US 12,217,191 B2
Learning unpaired multimodal feature matching for semi-supervised learning
Subhajit Chaudhury, Kawasaki (JP); Daiki Kimura, Tokyo (JP); Gakuto Kurata, Tokyo (JP); and Ryuki Tachibana, Setagaya-ku (JP)
Assigned to INTERNATIONAL BUSINESS MACHINES CORPORATION, Armonk, NY (US)
Filed by INTERNATIONAL BUSINESS MACHINES CORPORATION, Armonk, NY (US)
Filed on Dec. 2, 2020, as Appl. No. 17/109,550.
Prior Publication US 2022/0172080 A1, Jun. 2, 2022
Int. Cl. G06N 5/04 (2023.01); G06N 20/00 (2019.01)

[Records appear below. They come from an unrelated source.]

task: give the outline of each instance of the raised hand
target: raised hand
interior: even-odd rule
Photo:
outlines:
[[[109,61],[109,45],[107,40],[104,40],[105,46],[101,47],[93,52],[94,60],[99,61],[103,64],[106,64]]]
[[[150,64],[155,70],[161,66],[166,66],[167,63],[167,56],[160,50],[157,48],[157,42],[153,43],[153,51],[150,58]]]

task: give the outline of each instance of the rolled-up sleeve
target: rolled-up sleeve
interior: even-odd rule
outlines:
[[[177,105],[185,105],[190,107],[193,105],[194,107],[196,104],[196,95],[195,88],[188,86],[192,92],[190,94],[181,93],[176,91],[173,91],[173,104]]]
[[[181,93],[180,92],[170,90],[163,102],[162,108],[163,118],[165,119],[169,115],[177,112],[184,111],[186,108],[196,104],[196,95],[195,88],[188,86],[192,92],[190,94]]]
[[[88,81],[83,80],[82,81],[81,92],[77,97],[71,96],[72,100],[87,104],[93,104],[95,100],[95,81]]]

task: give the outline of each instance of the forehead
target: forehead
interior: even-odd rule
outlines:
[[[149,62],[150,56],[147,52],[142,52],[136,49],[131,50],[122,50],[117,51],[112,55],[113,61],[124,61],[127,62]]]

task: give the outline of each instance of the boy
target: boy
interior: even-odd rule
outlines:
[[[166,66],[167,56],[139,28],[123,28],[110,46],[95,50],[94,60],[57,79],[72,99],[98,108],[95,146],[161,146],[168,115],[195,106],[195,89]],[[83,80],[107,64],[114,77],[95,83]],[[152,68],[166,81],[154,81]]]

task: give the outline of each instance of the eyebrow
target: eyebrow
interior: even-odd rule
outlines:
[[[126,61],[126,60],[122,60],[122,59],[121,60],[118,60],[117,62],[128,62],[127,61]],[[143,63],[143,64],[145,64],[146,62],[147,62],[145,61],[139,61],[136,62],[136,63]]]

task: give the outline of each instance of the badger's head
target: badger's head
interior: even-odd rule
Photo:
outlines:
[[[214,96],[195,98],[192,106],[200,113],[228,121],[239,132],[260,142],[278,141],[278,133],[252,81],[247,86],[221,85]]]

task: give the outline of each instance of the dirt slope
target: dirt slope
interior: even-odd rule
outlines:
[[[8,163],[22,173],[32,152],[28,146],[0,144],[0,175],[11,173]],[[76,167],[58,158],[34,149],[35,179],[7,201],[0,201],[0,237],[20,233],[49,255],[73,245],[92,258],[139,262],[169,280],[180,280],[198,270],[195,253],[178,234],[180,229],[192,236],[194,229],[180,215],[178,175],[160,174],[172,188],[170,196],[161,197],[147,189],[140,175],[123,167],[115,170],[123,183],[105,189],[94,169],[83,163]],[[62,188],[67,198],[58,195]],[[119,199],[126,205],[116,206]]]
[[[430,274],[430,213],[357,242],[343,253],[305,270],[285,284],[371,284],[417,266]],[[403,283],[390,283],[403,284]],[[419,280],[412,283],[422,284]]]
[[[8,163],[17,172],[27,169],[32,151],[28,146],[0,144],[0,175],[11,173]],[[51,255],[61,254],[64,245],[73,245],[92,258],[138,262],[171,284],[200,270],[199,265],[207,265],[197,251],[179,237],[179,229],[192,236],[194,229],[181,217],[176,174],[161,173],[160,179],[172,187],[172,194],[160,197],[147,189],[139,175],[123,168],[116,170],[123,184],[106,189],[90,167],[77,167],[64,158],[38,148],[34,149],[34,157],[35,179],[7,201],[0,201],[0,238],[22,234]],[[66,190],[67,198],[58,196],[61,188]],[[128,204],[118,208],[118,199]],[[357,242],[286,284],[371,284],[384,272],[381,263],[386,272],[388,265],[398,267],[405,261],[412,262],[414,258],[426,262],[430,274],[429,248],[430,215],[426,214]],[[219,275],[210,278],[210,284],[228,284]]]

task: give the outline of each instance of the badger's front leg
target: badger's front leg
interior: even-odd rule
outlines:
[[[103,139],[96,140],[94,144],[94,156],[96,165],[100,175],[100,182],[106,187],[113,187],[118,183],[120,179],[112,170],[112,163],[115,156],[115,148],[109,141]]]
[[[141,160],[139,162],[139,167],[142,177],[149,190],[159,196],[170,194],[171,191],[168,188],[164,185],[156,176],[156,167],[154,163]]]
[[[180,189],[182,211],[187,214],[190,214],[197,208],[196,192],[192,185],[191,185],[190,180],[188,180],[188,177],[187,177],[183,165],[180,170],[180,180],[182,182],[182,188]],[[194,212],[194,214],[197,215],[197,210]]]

CPC G06N 5/04 (2013.01) [G06N 20/00 (2019.01)] 25 Claims
OG exemplary drawing
 
1. A computer-implemented method for learning multimodal feature matching comprising:
training an image encoder with a triplet loss that pushes similar images together and dissimilar images apart to obtain encoded images;
training a common classifier on the encoded images by using labeled images to learn text embeddings with corresponding labels; and
training a text encoder while keeping the common classifier in a fixed configuration by using learned text embeddings and corresponding labels for the learned text embeddings, wherein the text encoder is further trained to match a distance of predicted text embeddings which is encoded by the text encoder to a fitted Gaussian distribution on the encoded images.